Historietas de Mundial 62: Chile-Italia, la batalla de Santiago 

La Copa del Mundo de 1962 en Chile pasó lamentablemente a la historia por varios sucesos violentos, que sobre todo en la primera fase se hicieron corrientes. Pero el más recordado fue el encuentro entre los locales e Italia por la segunda fecha del Grupo 2, en el estadio Nacional de la capital Santiago, que más pareció una guerra que un evento Deportivo, por lo cual se conoció como “la batalla de Santiago”. 

En 1956 Chile había sido designado sede del Mundial 62. En ese tiempo, periodistas italianos escribieron una serie de notas sobre el país trasandino describiendo lo que para ellos era un lugar muy malo, pobre, no apto para un torneo. Medios chilenos, entre ellos el sensacionalista diario El Mercurio, no sólo lo reprodujeron, sino que le contestaron. Y la opinión pública consideró los escritos agraviantes, con lo que se creó un ambiente hostil contra los visitantes antes del partido. 

Ese 2 de junio, los azzurros salieron a la cancha arrojando claveles a la multitud, queriendo suavizar los ánimos. La gente no sólo se los tiró de vuelta, sino que los reprobó con una estruendosa silbatina. Y el clima se trasladó al juego, arbitrado por el inglés Ken Aston, que más tarde inventaría las tarjetas amarilla y roja de disciplina. Fue directamente un concierto de golpes y jugadas fuertes.

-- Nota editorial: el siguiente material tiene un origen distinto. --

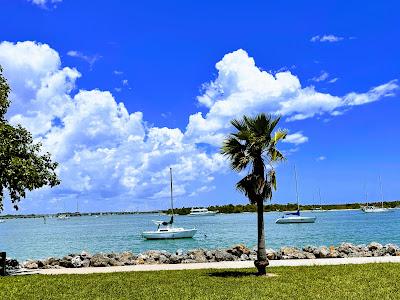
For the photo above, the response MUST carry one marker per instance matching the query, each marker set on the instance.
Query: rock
(310, 249)
(12, 263)
(85, 255)
(271, 254)
(126, 258)
(292, 253)
(31, 264)
(76, 262)
(221, 255)
(163, 259)
(85, 263)
(175, 259)
(374, 246)
(348, 248)
(188, 261)
(99, 260)
(238, 250)
(180, 252)
(115, 263)
(253, 256)
(322, 252)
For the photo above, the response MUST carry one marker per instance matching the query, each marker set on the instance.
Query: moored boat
(166, 230)
(295, 217)
(198, 212)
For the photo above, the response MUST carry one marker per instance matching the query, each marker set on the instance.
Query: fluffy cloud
(326, 38)
(108, 153)
(242, 88)
(89, 59)
(296, 138)
(321, 77)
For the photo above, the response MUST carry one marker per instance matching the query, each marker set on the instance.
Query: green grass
(372, 281)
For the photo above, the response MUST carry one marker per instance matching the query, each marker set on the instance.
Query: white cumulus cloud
(326, 38)
(107, 152)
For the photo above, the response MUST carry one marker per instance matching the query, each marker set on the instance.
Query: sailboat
(374, 209)
(166, 230)
(295, 217)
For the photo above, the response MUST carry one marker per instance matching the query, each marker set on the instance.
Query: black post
(2, 264)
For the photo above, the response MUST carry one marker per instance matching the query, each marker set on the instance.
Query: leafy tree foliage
(23, 166)
(253, 147)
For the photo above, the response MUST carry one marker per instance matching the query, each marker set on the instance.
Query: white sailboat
(295, 217)
(199, 212)
(374, 209)
(319, 209)
(166, 230)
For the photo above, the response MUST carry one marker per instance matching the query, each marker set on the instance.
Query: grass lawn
(371, 281)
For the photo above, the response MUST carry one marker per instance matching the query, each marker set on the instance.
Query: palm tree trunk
(262, 261)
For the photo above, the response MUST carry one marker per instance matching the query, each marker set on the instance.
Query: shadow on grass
(236, 274)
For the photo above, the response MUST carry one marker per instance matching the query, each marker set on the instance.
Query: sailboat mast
(380, 184)
(297, 188)
(320, 199)
(172, 200)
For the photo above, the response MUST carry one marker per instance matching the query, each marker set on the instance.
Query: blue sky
(329, 68)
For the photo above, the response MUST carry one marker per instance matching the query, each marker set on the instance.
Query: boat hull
(291, 220)
(203, 214)
(163, 235)
(376, 210)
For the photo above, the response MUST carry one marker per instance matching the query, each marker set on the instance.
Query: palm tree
(253, 147)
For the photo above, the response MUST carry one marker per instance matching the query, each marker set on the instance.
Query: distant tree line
(240, 208)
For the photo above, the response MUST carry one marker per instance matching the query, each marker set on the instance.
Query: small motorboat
(295, 217)
(165, 230)
(201, 212)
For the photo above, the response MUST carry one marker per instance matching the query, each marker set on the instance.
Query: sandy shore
(218, 265)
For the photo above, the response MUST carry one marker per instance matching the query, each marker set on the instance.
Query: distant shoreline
(223, 209)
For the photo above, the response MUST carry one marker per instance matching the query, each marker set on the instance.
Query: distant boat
(166, 230)
(295, 217)
(374, 209)
(199, 212)
(63, 217)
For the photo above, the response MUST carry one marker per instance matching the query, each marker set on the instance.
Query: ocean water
(32, 238)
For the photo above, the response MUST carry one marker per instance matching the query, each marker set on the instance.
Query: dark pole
(2, 264)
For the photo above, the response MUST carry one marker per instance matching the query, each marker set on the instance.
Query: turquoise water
(31, 238)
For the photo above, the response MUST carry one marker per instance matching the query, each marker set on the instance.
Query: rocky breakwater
(235, 253)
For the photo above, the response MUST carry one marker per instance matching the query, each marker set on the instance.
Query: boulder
(348, 248)
(12, 263)
(163, 259)
(99, 260)
(30, 264)
(85, 254)
(391, 249)
(221, 255)
(322, 252)
(238, 250)
(374, 246)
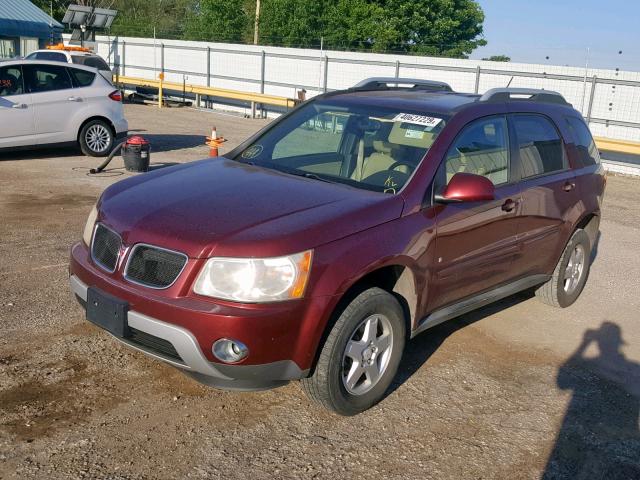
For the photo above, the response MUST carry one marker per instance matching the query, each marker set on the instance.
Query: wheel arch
(395, 277)
(96, 117)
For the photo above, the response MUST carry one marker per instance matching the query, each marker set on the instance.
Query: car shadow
(599, 435)
(40, 153)
(420, 349)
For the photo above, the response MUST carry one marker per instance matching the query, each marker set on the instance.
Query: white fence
(609, 99)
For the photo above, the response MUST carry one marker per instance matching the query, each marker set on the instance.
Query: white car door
(16, 110)
(54, 101)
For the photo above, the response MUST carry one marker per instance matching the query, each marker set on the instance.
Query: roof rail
(528, 94)
(413, 83)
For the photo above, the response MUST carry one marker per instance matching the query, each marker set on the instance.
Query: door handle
(509, 205)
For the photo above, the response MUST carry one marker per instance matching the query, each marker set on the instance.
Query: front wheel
(360, 356)
(96, 138)
(570, 275)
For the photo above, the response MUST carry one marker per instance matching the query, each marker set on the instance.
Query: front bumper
(178, 347)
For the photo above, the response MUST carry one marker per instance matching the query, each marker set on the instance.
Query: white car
(75, 55)
(44, 103)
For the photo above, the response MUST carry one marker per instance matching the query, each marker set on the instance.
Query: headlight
(88, 228)
(255, 279)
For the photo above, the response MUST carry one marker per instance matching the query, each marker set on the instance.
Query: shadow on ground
(420, 349)
(599, 436)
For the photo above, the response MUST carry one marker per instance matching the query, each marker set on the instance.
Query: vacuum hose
(104, 164)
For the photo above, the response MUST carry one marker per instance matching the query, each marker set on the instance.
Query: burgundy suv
(362, 218)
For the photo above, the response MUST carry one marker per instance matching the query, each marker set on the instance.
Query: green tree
(498, 58)
(219, 20)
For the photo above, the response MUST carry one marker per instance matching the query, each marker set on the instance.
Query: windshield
(368, 146)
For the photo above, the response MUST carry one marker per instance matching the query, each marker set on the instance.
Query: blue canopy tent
(24, 27)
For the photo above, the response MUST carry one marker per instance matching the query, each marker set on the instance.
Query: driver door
(476, 242)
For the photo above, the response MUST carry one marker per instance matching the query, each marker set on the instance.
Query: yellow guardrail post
(211, 91)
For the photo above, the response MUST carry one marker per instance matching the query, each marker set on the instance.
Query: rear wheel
(360, 356)
(570, 274)
(96, 138)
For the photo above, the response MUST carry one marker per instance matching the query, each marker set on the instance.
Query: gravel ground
(515, 390)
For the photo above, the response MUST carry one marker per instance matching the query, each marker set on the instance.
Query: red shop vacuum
(136, 153)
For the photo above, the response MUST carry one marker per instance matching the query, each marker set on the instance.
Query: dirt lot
(515, 390)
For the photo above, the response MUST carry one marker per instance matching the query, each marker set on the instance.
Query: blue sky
(530, 31)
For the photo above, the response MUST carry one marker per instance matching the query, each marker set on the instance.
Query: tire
(568, 279)
(348, 386)
(96, 138)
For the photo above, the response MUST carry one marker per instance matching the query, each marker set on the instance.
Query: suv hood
(226, 208)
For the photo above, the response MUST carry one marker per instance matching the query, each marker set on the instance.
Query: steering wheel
(400, 163)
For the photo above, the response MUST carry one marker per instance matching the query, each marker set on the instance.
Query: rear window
(587, 150)
(90, 61)
(81, 78)
(539, 145)
(50, 56)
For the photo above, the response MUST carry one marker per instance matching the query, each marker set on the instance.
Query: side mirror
(467, 187)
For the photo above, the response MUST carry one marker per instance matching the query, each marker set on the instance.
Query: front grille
(105, 247)
(153, 266)
(153, 344)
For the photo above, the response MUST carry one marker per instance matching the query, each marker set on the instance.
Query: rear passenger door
(54, 100)
(16, 112)
(476, 242)
(548, 192)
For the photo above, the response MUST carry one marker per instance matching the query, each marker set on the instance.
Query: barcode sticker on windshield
(429, 122)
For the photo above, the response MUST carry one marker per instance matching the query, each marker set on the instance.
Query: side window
(587, 150)
(46, 78)
(481, 148)
(89, 61)
(11, 82)
(81, 78)
(539, 144)
(50, 56)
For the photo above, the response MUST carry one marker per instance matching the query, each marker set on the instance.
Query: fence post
(326, 72)
(124, 56)
(162, 57)
(208, 103)
(594, 82)
(263, 63)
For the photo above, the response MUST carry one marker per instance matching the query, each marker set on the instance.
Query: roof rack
(411, 83)
(526, 94)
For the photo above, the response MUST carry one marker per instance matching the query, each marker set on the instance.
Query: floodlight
(102, 18)
(77, 15)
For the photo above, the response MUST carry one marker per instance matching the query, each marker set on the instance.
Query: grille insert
(105, 247)
(154, 267)
(153, 344)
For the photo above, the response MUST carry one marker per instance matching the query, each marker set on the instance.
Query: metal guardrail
(252, 97)
(618, 146)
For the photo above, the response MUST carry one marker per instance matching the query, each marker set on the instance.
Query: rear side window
(587, 150)
(81, 78)
(46, 78)
(482, 149)
(11, 81)
(90, 61)
(539, 145)
(50, 56)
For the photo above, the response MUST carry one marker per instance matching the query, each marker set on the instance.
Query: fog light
(229, 351)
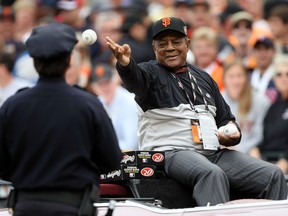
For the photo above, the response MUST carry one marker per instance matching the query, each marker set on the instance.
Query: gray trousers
(213, 177)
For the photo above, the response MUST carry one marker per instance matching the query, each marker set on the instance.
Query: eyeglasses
(247, 25)
(280, 74)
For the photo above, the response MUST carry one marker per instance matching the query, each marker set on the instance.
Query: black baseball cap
(51, 40)
(169, 23)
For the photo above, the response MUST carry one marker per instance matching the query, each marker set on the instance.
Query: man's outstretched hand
(121, 53)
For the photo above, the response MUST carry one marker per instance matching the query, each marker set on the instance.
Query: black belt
(66, 197)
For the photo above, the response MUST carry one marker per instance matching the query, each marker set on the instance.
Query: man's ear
(153, 46)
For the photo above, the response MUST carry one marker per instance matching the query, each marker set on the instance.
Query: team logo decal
(166, 21)
(147, 172)
(157, 157)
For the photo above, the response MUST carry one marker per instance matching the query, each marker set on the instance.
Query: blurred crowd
(242, 44)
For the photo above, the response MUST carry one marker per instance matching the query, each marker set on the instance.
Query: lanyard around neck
(194, 85)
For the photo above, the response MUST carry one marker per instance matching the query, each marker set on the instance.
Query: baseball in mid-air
(89, 36)
(228, 129)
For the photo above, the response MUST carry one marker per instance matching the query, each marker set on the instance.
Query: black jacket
(55, 136)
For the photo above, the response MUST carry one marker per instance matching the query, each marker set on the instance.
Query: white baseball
(89, 36)
(230, 129)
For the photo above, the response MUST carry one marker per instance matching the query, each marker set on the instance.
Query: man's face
(171, 49)
(264, 56)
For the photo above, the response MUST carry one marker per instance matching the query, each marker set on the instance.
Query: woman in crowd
(274, 147)
(245, 103)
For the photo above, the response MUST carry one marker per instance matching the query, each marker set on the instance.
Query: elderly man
(180, 109)
(55, 140)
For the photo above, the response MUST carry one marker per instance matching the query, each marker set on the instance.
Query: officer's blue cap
(51, 40)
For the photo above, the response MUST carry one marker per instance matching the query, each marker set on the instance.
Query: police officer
(55, 140)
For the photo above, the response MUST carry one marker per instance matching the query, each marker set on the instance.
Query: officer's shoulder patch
(22, 89)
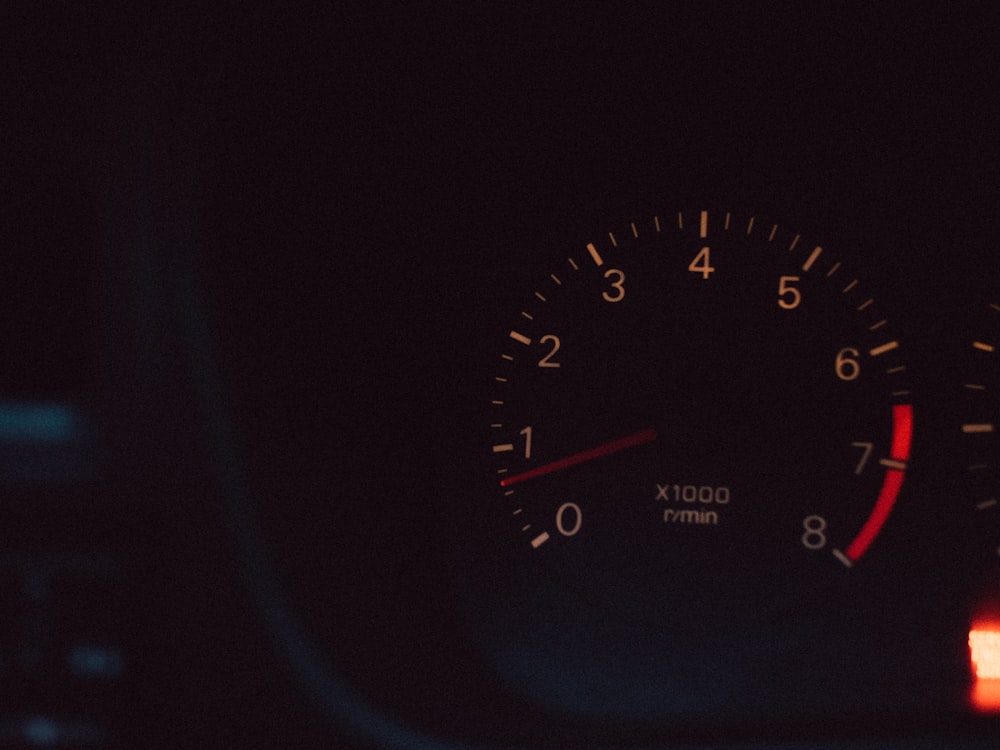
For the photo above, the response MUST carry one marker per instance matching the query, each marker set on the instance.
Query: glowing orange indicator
(984, 648)
(984, 652)
(902, 436)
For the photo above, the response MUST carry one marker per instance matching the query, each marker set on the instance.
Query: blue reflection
(39, 423)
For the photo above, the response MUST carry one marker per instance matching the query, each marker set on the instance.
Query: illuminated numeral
(527, 441)
(574, 522)
(788, 296)
(702, 263)
(546, 361)
(617, 279)
(866, 450)
(814, 536)
(846, 366)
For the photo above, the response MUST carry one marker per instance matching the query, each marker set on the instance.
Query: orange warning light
(984, 652)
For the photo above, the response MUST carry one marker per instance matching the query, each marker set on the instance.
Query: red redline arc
(902, 436)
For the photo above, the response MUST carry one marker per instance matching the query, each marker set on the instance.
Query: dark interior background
(262, 252)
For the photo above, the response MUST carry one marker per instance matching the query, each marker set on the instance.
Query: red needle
(606, 449)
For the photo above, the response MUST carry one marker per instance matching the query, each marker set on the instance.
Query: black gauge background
(365, 194)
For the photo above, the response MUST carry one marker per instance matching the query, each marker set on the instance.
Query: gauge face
(703, 408)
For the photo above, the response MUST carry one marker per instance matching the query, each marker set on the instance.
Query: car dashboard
(607, 377)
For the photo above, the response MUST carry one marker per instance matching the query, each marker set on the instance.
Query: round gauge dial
(692, 405)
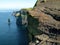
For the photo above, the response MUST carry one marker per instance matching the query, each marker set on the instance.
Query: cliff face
(48, 14)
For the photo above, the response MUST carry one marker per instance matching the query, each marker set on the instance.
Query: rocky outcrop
(48, 14)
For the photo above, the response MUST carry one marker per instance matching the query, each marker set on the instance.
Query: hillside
(48, 14)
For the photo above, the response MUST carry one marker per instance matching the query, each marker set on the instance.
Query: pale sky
(16, 4)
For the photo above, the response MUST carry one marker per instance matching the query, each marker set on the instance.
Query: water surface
(10, 34)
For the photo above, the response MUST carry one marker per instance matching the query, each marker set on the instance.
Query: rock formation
(48, 14)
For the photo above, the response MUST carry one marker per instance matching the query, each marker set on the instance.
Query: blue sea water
(10, 34)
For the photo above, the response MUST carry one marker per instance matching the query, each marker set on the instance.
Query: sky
(16, 4)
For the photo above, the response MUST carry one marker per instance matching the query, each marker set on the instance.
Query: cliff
(48, 14)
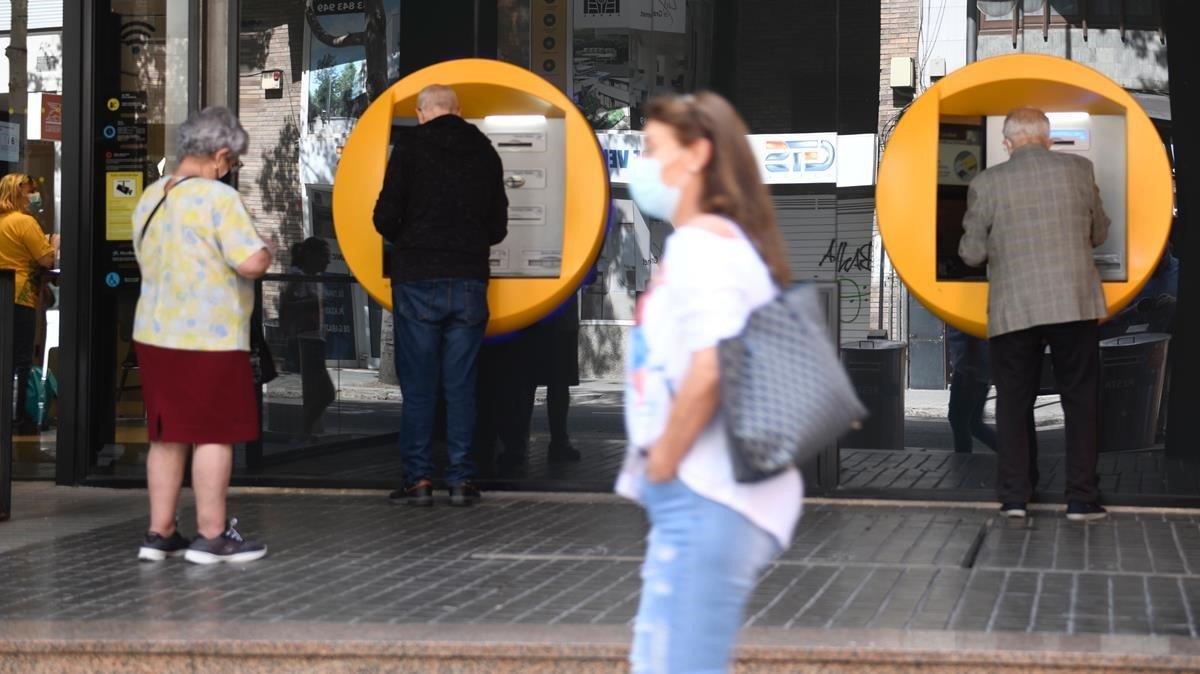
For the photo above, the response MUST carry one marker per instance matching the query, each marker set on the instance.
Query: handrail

Ya a los siete minutos el delantero Ferrini golpeó duramente a Landa y fue expulsado. Y al no querer irse, Ferrini fue arrestado por la Policía, los famosos “carabineros”. Cinco después, el crack local Leonel Sánchez le dio un puñetazo al argentino Humberto Maschio, que era parte de los europeos, fracturándole la nariz por lo que sin embargo no fue echado. 

 

De esa forma transcurrió el partido clave para el pase a los cuartos de final. Sobre el cierre del primer tiempo, Sánchez golpeó al defensor David, pero otra vez fue perdonado. Y David se tomó desquite a los 44 minutos con un puntapié a la cabeza del delantero, y fue enseguida expulsado dejando a su país con nueve jugadores. 

Pero la azzurra se defendió bien, por supuesto apelando también a artimañas. Hasta que, a los 77 minutos, Jaime Ramírez aprovechó un rebote en el arquero Mattrel y abrió el marcador. Y faltando dos fue Jorge Toro que de larga distancia selló el 2-0 festejado por la ácida hinchada chilena. Un oscuro día que fue continuado por otros hechos violentos, empañado aún más por el arbitraje de Aston notoriamente localista. Es que el buen equipo anfitrión no necesitaba de ayuda para vencer a un gigante como Italia.